Despite ambitious goals, California has made little progress toward building safe and convenient bike routes. Safe bikeways don’t connect the destinations people need to reach. Roads and intersections that prioritize cars make bike trips unpleasant at best, dangerous at worst. A bill working its way through the legislature could change this landscape. AB 1147 (Friedman) would emphasize people-centric concepts like 15-minute cities and bicycle highways in new transportation plans.
California’s investments in active transportation infrastructure are not big enough nor strategic enough to create genuinely bike-friendly communities. However, one of California’s strongest champions for bicycling, Assembly Transportation Committee Chair Laura Friedman, has introduced a bill that could make a huge difference.
AB 1147 would hold regions accountable for their goals to reduce greenhouse gas emissions from vehicles. It provides tools and incentives to achieve these goals, including a new block grant program that has CalBike very excited.
Onramp to the bicycle highway
The block grant program in AB 1147 supports two kinds of planning and infrastructure efforts. One is inspired by the idea of a 15-minute city. A 15-minute city is a place where practically everything people need is accessible by a 15-minute bike ride or walk. The other is a program to fund the development of bicycle highways.

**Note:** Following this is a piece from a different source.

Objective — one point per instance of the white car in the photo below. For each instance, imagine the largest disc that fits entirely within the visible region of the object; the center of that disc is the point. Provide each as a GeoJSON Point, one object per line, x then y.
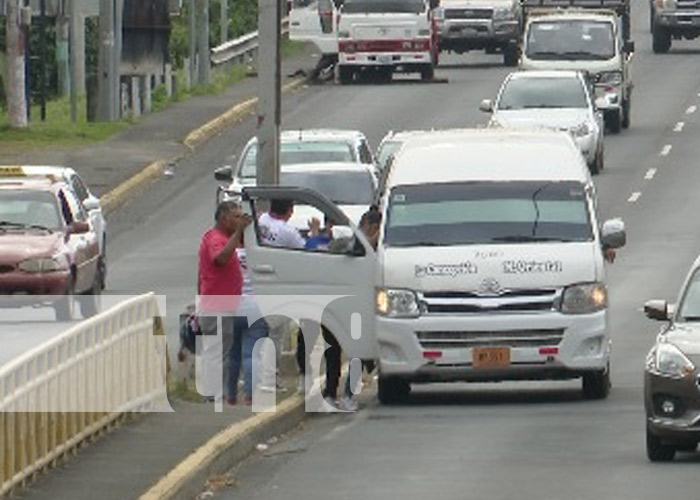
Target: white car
{"type": "Point", "coordinates": [561, 100]}
{"type": "Point", "coordinates": [350, 186]}
{"type": "Point", "coordinates": [90, 202]}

We’ll repeat that since you probably just dropped your coffee: bicycle highways. A bicycle highway is a limited access, fast-moving, separated route for bikes only. Imagine riding across town without dodging cars or pedestrians.
Of the few examples in the United States, the Minneapolis Midtown Greenway best illustrates a separated bikeway connected to the street grid by highway-style ramps. Bicycle highways create safe places for the majority of people who don’t feel safe sharing streets with cars. At the same time, they also serve confident riders who seek fast and convenient bike trips.

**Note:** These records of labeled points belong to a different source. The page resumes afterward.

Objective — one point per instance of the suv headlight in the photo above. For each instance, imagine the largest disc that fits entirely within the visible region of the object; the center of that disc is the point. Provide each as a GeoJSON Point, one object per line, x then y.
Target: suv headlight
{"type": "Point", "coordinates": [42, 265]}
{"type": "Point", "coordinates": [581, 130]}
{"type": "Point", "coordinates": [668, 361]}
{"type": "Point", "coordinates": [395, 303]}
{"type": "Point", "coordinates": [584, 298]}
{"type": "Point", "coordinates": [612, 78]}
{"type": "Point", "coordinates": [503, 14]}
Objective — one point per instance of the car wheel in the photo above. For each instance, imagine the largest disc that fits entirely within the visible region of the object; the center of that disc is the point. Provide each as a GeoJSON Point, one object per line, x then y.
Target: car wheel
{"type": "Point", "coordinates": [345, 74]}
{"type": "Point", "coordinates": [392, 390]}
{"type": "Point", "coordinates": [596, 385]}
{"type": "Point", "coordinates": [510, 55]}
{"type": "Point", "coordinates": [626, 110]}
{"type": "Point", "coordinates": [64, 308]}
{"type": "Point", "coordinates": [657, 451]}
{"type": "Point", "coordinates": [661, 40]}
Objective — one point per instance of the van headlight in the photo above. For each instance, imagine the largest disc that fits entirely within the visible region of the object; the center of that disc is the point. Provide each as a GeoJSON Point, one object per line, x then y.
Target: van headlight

The bill’s grant program for 15-minute cities could provide funding for CalBike’s proposed bikeway network grant program. The program would provide substantial funding to communities willing to design safe bikeways that offer continuous connections to key destinations. It would also include incentives to avoid the compromises that create roadblocks in otherwise connected networks. For example, the bill would discourage city officials from refusing to approve parking or traffic lane removal that’s necessary to bridge a gap in an otherwise safe, low-stress bikeway network.
What is a 15-minute city?
Friedman’s grant program may be Inspired by the commitment of the Parisian mayor to make Paris a 15-minute city. A 15-minute city is a city where residents can reach the services they need within 15 minutes without getting in a car. The 15-minute city requires mixed-use zoning where grocery stores and other shops, schools, medical offices, and workspaces are situated among or near residences.
Cities use different definitions of the 15-minute city radius: it could be walking distance, biking distance, or 15 minutes on public transit.
That’s why Friedman suggested that the Strategic Growth Council (SGC) host the 15-minute city grant program. The SGC brings together people from multiple state agencies to coordinate efforts to create a more sustainable California. AB 1147 would fund multi-faceted planning and land-use changes needed to increase density. This will bring key destinations closer to where people live. The 15-minute city could be coming to a neighborhood near you if AB 1147 becomes law.
Next steps for AB 1147
This bill is a wonky piece of legislation with dozens of provisions about compliance and policies and process. It only has a number, not a name. But sometimes visionary change comes in a deceptively bland wrapper. Assembly Bill 1147 is a truly innovative piece of legislation that could open the door to more liveable communities, more humane commutes, and stronger neighborhoods.
CalBike strongly supports the concepts of bicycle highways and 15-minute cities. We are working with legislators to ensure the bikeway network concepts in AB 1147 are clearly defined and fully funded.
Initially, funding for the projects in this bill was slated to come from the Active Transportation Program (ATP). However, the ATP is already oversubscribed. We don’t want to see funding stripped from other worthy active transportation projects to meet the very worthy goals of this initiative. Instead, a group of nonprofits is asking that the funding come from California’s $15 billion budget surplus.